Time Session Presenter(s)
8:30am Registration  
9:00am Welcome and Introductions Professor Signal
What do we know about the harmful commodities industries Teaching team
10:30am Morning tea
11:00am Key areas for action to limit harm and promote equity –price, marketing, availability etc? Teaching team
12:30pm Lunch break  
1:30pm What are the synergies between the areas? How can we link them up? Teaching team
3:00pm Afternoon tea  
3:30pm What are the barriers to progress and how can they be overcome? Teaching team
Discussion and wrap up  
5:00pm Finish  


  • Professor Peter Adams, University of Auckland
    Peter was trained initially as a clinical psychologist and has practiced in hospital, community and private practice settings for over 13 years.

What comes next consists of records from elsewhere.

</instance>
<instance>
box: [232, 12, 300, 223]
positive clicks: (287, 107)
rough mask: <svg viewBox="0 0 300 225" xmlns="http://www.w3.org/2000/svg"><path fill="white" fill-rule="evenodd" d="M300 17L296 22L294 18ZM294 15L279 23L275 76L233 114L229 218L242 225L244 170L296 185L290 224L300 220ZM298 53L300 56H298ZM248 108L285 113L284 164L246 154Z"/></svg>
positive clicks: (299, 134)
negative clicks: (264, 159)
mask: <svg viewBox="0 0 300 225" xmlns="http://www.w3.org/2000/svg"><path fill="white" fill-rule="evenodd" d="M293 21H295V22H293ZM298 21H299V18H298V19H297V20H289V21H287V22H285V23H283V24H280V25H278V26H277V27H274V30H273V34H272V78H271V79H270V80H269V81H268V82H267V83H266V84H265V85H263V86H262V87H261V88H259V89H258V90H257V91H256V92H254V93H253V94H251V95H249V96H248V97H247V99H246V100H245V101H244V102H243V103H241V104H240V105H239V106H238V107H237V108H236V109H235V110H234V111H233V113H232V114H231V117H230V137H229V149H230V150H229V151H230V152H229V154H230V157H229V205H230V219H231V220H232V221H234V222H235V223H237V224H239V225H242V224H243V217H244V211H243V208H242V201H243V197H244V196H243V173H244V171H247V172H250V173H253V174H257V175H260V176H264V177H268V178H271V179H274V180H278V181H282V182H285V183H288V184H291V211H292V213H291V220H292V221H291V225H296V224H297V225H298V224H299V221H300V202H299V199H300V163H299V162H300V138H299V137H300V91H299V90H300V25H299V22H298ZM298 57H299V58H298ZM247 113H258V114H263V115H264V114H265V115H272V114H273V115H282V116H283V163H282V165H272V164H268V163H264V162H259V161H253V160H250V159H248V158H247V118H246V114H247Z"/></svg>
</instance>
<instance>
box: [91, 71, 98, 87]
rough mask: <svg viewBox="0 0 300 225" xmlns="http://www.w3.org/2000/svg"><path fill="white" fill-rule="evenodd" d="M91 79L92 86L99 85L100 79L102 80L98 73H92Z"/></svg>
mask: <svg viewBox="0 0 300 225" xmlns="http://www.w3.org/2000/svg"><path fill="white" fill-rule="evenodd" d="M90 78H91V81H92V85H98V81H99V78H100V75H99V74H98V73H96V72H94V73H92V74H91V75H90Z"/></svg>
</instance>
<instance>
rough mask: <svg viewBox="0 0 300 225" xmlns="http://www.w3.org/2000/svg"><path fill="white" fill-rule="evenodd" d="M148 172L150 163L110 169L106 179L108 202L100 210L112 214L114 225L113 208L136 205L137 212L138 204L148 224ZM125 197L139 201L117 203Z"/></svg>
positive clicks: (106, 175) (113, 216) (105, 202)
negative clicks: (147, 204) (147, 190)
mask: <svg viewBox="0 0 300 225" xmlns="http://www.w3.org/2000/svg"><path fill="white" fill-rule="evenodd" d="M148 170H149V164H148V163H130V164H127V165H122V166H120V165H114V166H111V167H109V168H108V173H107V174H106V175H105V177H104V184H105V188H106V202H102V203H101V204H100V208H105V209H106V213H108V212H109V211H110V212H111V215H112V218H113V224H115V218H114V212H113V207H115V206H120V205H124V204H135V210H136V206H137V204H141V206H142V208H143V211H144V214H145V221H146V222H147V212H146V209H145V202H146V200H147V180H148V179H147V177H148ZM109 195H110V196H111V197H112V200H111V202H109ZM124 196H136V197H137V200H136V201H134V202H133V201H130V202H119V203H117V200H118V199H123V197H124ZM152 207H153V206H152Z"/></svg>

He has published five sole-authored books: Gambling, Freedom and Democracy (Routledge, 2007), Fragmented Intimacy: Addiction in a Social World (Springer, 2008), Masculine Empire: How Men Use Violence to Keep Women in Line (Dunmore, 2012) and Moral Jeopardy: Risks of Accepting Money from the Tobacco, Alcohol and Gambling Industries (Cambridge University Press, 2016) and Navigating Everyday Life: Exploring the Tension Between Finitude and Transcendence (Lexington Books, 2018) and a further one for publication, March 2020 Reflecting on the Inevitable: Mortality at the Crossroads of Psychology, Philosophy and Health (Oxford University Press) . His research interests include: social theory, family impacts of addictions, industry conflicts of interest and public health approaches to gambling. He is employed as a professor at the School of Population Health and an associate director of the Centre for Addiction Research.
  • Dr Nicki Jackson is the Executive Director of Alcohol Healthwatch. She completed her PhD at Auckland University in 2016, examining the role of the socio-economic, physical and social neighbourhood environment in adolescent alcohol use. She has extensive experience in managing regulatory and health promotion aspects of alcohol-harm reduction as well a strong academic background in teaching health promotion.
  • Professor Louise Signal, co-Director of the Cancer Society Research Collaboration and Director of the Health Promotion and Policy Research Unit at the University of Otago, Wellington
    Louise is a social scientist with a PhD in public health. She has worked for many years in cancer prevention including in the areas of alcohol, nutrition and sun safety. She is the principal investigator on the innovative Kids’Cam project that explores children’s lives through use of automated cameras worn by students aged 11-13 in both New Zealand and Tonga.

Workshop leads include:

  • Dr Nicki Jackson – Alcohol Healthwatch
  • Professor Peter Adams – University of Auckland
  • Professor Sally Casswell – Massey University
  • Shane Bradbrook – Tobacco-control advocate, Wellington
  • Dr Viliami Puloka – Public health physician and researcher, University of Otago, Wellington
  • Professor Louise Signal – University of Otago, Wellington

Course cost and registration

$300 early bird, $400 after 19 December 2019.

A 50% discount is available to full-time students, those unwaged and University of Otago staff.